Eilantrag von Kalbitz gegen Partei-Rauswurf

Andreas Kalbitz ist laut Brandenburger Verfassungsschutz ein "erwiesener Rechtsextremist".

(Foto: dpa)

Damit fällt auch im Machtkampf um die politische Ausrichtung der AfD eine Vorentscheidung. Die äußerst rechte Parteiströmung steht ohne ihren Vordenker da.

Von Markus Balser, Berlin

Der umstrittene frühere Brandenburger AfD-Landeschef Andreas Kalbitz bleibt vorerst aus der Partei ausgeschlossen. Er scheiterte am Freitag vor dem Berliner Landgericht mit einem Eilantrag gegen den Parteiausschluss durch das Bundesschiedsgericht der AfD vom Juli. Kalbitz hatte versucht, mit dem Antrag sowohl seine Parteimitgliedschaft als auch seine Posten als Bundesvorstand und Landesvorsitzender möglichst schnell zurückzubekommen, um wieder an Sitzungen der AfD teilnehmen zu können. Das Landgericht wies den Antrag auf einstweilige Verfügung jedoch zurück. Das erklärte der Vorsitzende Richter der 43. Zivilkammer des Landgerichts, Hans-Joachim Luhm-Schier.

Für Kalbitz ist das Urteil eine herbe Niederlage. Zwar steht die Entscheidung über seine Klage gegen den Parteiausschluss im ausführlichen Hauptsacheverfahren erst noch aus. Die Ablehnung des Eilantrags bezog sich vor allem auf formale Gründe. Das endgültige Urteil in der Sache wird aber erst in einigen Monaten, möglicherweise erst im nächsten Jahr gefällt.
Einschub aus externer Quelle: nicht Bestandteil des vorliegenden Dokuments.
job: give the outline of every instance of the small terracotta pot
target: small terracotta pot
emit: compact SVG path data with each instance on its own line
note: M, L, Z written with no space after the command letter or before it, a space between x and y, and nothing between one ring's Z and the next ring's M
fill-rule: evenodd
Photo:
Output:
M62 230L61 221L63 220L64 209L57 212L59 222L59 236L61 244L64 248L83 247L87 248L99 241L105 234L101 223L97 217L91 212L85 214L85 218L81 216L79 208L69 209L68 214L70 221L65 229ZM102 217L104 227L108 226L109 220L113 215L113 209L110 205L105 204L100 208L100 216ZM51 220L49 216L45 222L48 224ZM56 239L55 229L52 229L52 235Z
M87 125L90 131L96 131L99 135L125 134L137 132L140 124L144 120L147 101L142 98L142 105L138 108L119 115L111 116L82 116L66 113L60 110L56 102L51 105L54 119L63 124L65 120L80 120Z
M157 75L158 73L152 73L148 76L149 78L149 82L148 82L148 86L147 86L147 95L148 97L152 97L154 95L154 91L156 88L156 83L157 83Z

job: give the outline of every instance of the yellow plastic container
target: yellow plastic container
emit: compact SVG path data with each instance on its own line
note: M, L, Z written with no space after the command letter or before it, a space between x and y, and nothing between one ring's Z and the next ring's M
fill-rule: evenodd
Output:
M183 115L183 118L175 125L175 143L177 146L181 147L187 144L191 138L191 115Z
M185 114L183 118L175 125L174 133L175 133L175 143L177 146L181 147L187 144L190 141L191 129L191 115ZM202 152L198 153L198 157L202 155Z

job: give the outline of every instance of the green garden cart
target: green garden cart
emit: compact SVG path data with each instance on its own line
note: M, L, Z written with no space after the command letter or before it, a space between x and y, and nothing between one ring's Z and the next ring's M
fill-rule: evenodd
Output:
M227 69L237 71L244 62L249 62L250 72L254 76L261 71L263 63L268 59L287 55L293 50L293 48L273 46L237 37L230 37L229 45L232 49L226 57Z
Bis dahin hat Kalbitz nun keine Möglichkeit mehr, sich in der AfD und ihren Gremien zu profilieren. Er behält lediglich sein Abgeordnetenmandat im Brandenburger Landtag. Dies allerdings als fraktionsloser Parlamentarier.

Damit fällt auch im Machtkampf um die politische Ausrichtung der AfD eine Vorentscheidung. Die äußerst rechte Parteiströmung steht ohne ihren Vordenker da. Seit Monaten versucht das Lager um Co-AfD-Chef Jörg Meuthen Kalbitz und weitere führende Politiker des vom Verfassungsschutz als rechtsextrem eingestuften und inzwischen aufgelösten Flügel aus der Partei zu drängen.

Meuthen sieht seine Position bestätigt

Im Mai hatte der AfD-Bundesvorstand mit knapper Mehrheit beschlossen, die AfD-Mitgliedschaft von Kalbitz zu annullieren. Meuthen teilte nach der Entscheidung des Landgerichts mit, er sehe das Urteil als "unmissverständliche Bestätigung unserer Rechtsposition". Er sei "überzeugt, dass mit dem Schlussstrich unter diese für unsere Partei zwar belastende, aber notwendige Auseinandersetzung nun auch wieder Ruhe einkehrt".

Kalbitz soll bei einem Parteieintritt 2013 vorherige Mitgliedschaften bei den Republikanern und der inzwischen verbotenen rechtsextremen "Heimattreuten Deutschen Jugend" (HDJ) verschwiegen haben. Er war seit Ende 2017 Mitglied des AfD-Bundesvorstands. Zusammen mit dem Thüringer Landeschef Björn Höcke zählte er zu den führenden Köpfen der äußerst rechten Parteiströmung "Flügel".

Um Kalbitz war es schon in den vergangenen Tagen einsam geworden. Nach der Faustschlagaffäre hatten sich zuletzt selbst treue Unterstützer innerhalb der AfD abgewandt. Kalbitz hatte seinen Stellvertreter an der Spitze der Landtagsfraktion vergangene Woche mit einem heftigen Schlag ins Krankenhaus befördert.